An EV charging network is an infrastructure system of charging stations to recharge electric vehicles such as e-scooters, e-cars or e-buses. Many governments, automotive manufacturers, and charging infrastructure providers are creating networks.
While the process of charging an EV may not be as fast as filling a tank of gas (yet!), it’s becoming easier and faster than ever thanks to fast chargers.
Typical 22 kW charging solutions provide AC power and deliver enough energy for a further 200 km in around 120 minutes, making
it ideal for the vehicle parked all day while its owner is at work. However, reducing the 200 km charging time to 16 minutes requires recourse to a 150 kW DC fast charging station. At 350 kW, the same amount of charge can be provided in - close to the time spent today at a gas station – around 7 minutes. These faster charging times also rely on the vehicle’s battery supporting such charging approaches. At this power level, and to avoid overheating, effective and improved thermal management is needed as the temperature can increase to more than 270°C during a 10-minute fast charge.
Natural air convection
Most charging stations have a closed design to prevent internal components from being eroded by steam or influenced by the environment. It is, therefore, easy to accumulate heat during charging. The most common way to cool the charging station is through passive air cooling using PFA exhaust filters to remove the extra heat from the charging equipment cabinet. Due to their powerful airflow, Pfannenberg exhaust filters can provide a stable air volume to avoid malfunction.
Our IP 55 fluted filter mats are easily replaceable while offering extended service and increased operational safety.
Active air cooling
Where the air is contaminated with dust and sand, filterfans provide reliable cooling for the control units. Thanks to their patented fluted filter mat, they achieve IP 55 protection and longer product life. Flow-optimised fins and rotor blades allow for maximum airflow.

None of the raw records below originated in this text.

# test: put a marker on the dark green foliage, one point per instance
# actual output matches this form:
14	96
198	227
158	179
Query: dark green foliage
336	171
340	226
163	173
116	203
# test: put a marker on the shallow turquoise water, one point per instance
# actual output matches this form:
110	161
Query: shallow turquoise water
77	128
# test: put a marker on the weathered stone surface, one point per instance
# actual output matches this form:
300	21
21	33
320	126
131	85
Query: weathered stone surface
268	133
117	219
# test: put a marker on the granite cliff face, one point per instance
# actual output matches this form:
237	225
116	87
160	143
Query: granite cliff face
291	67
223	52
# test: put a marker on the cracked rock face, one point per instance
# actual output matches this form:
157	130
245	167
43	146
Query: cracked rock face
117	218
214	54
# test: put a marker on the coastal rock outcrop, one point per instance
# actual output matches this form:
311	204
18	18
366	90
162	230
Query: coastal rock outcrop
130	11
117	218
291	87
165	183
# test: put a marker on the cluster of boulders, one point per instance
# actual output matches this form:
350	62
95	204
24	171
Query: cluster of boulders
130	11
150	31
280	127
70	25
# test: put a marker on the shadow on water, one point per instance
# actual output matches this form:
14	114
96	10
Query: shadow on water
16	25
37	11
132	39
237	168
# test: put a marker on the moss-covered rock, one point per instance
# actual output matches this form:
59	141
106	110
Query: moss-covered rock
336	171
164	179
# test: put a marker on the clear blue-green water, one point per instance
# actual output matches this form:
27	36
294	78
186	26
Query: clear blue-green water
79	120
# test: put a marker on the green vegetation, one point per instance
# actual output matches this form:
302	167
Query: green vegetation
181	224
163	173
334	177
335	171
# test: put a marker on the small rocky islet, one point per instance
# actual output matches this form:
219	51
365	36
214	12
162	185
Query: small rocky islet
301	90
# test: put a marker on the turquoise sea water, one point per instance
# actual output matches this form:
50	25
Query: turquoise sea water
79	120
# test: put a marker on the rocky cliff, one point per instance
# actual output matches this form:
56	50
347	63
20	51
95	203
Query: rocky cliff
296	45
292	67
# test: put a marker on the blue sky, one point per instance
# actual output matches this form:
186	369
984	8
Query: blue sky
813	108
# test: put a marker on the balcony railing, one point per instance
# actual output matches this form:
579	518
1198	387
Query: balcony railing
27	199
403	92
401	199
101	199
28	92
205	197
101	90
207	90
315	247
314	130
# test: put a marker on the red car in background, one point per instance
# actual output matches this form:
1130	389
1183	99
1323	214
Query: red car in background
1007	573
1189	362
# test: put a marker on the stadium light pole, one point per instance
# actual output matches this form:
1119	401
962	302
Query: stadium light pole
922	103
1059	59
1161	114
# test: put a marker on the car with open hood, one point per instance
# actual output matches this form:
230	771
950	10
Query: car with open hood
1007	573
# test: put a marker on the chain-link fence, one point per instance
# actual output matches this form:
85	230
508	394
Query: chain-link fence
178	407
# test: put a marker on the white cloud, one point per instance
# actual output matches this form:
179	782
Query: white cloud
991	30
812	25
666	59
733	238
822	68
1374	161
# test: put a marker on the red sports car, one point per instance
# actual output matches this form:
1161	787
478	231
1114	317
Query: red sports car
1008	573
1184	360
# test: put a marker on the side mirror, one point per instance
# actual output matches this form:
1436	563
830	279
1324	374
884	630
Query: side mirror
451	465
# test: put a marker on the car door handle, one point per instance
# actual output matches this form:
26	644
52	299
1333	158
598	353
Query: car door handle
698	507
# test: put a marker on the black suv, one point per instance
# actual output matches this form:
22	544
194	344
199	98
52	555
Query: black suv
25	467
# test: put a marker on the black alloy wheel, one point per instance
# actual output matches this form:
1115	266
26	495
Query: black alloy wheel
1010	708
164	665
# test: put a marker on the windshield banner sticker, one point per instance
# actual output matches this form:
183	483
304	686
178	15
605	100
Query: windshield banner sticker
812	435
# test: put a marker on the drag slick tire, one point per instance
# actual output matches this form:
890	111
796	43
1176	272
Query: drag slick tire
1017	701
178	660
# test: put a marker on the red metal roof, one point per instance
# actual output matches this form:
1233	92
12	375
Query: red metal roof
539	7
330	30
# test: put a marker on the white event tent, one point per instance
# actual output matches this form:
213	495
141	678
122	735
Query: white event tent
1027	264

Some customers have chosen to equip their EV charging stations with PFH compact fan heaters with integrated thermostats or separate control devices like thermostats or hygrostats so that they can also handle too low temperatures or excess humidity, which could damage electrical components as much as excess heat.
Liquid cooling for cables and power system
As electricity flows from the charging station through the charging cables, internal resistances to the higher currents are responsible for generating high amounts of heat. Achieving reduced charging time objectives requires more durable and cooled cables, while increasing power output and circuit density in electronic systems has required more modern and effective ways of dissipating heat.
Active water cooling is the best thermal management method to remove heat from the charging cables.
Cables are liquid-cooled by a chiller and use separate cooling loops for the cable and connector of EV power systems.
Statistics and trends
Aug 2022. The global electric vehicle charging infrastructure market size is expected to reach USD 217.06 billion by 2030, growing at a CAGR of 30.6% from 2022 to 2030. (source ResearchAndMarkets.com).
The demand for electric vehicles has been growing in line with the rising awareness about environmental sustainability and the stringent limits several governments are putting on vehicular emissions.
While private companies are focusing on developing innovative electric vehicle chargers and electric vehicle charging stations, governments are collaborating with these companies for rolling out Electric Vehicle Charging Infrastructure. The fast charger segment is anticipated to emerge as the fastest-growing segment over the forecast period owing to the ability to rapidly charge electric vehicles in lesser time compared to conventional AC chargers is the primary factor driving the demand for fast DC chargers.